Medical group to increase claim revenue and improve documentation quality using GlanceClaim™


Total Claims Processed
> 18K per month
Average under justified services
28K per month
Average $ saved
Total services analyzed
69.8K per month


Part of a 3 medical centers group and established since 1992, our client serves Riyadh’s main areas and is recognized as a high-quality healthcare provider. They serve more than 16 specialties. This client aims to reduce claim rejection and efficient internal auditing processes.

GlanceClaim™ supported this group to reduce rejections and improve pre-approval requests.


With around 70 thousand claims being submitted per month and a rejection rate of 15% - 35%, manual auditing for every claim was impossible. Bearing the claims’ high denial rates while updating technology infrastructure to be NPHIES complaints is a strenuous task. The client wanted a solution to minimize its manual workload while improving its claim approval rates.

Concerned with the potential complexity and business disruption, the client needed an innovative solution that would reduce manual intervention along with the option to integrate easily with daily operations and workflow.


GlanceClaim’s actionable and easy-to-use claim checker and coding support tools were introduced to the medical billing and clinical team. With the help of GlanceClaim™ tools, the account was able to automate several tasks in their workflow and was able to check their claims for
  1. Medical policy compliance
  2. NPHIES data incompatibility
  3. Contractual errors
  4. Coding standards compliance
  5. Medical necessity, indication, and PBM compliance.
  6. Compliance with the regulatory policies.
Additionally, GlanceClaim™ systems supported the center’s executive team with deep analytical reports for better understanding, root analysis, and decision-making support.

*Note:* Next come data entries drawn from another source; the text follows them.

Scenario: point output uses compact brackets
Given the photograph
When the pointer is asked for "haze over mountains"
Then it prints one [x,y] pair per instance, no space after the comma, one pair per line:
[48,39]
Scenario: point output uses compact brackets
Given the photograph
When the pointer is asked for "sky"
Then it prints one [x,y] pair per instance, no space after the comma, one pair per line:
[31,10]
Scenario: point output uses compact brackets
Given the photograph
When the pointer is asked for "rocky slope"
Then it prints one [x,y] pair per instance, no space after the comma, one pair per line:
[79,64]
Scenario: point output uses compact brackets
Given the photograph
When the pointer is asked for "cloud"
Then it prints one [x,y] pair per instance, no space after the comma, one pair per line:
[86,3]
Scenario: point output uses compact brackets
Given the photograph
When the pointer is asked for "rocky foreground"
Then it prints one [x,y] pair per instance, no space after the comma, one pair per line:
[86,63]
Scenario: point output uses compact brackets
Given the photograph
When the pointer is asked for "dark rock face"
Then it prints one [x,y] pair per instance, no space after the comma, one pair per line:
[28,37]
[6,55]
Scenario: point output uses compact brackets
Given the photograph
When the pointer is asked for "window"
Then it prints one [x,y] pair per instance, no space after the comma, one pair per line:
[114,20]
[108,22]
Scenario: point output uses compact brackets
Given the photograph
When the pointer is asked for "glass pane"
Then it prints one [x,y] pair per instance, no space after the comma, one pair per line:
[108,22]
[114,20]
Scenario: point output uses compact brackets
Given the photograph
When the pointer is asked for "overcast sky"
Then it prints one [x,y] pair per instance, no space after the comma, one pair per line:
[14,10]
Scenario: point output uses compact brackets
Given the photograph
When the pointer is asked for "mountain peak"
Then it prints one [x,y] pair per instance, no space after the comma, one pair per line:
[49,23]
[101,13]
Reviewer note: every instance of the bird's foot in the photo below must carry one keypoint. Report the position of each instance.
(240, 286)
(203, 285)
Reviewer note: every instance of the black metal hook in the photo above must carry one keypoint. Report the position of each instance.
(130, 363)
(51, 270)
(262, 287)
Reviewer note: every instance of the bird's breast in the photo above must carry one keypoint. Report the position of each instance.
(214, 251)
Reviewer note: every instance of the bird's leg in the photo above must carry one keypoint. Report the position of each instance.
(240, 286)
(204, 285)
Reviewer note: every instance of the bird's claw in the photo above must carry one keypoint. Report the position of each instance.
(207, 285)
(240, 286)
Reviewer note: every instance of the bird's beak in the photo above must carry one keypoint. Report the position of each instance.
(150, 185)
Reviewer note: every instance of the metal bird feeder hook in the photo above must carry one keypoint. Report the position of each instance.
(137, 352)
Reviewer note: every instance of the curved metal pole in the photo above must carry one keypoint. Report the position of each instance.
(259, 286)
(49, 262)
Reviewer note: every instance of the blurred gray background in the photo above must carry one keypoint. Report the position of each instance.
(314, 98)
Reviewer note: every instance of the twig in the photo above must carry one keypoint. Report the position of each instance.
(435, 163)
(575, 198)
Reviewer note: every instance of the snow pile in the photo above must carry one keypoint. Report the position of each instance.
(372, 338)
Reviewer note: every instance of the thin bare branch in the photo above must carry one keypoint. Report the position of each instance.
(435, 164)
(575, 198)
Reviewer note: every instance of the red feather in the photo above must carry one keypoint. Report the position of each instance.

Using GlanceClaim™ for just 3 months, the clinic could perform an in-depth analysis and evaluate multiple operational and business areas, including their technical and operational infrastructure. GlanceClaim™’s multi-stakeholder support enabled the clinic to lower its claim rejections and improve reimbursement rates by 24% - 25%

GlanceClaim™ enabled a positive cultural transformation within the medical team and the billing team toward more interaction and communication.
  1. Reduce claim rejection/denial rates
  2. Reduce pre-authorization rejections rates
  3. Increase the utilization of medical services
  4. Improve their medical documentation quality
  5. Improve claim submission speed

What is GlanceClaim™?

GlanceClaim™ is an advanced medical claim auditing and documentation/decision support system designed to improve claim integrity and quality, and workflow for healthcare providers. As Saudi Arabia’s first in-house medical claim expert system that supports digital ICD-10 coding and documentation, and clinical decision-making, GlanceClaim™ is uniquely positioned to solve various occurrences of technical and medical documentation errors on claims.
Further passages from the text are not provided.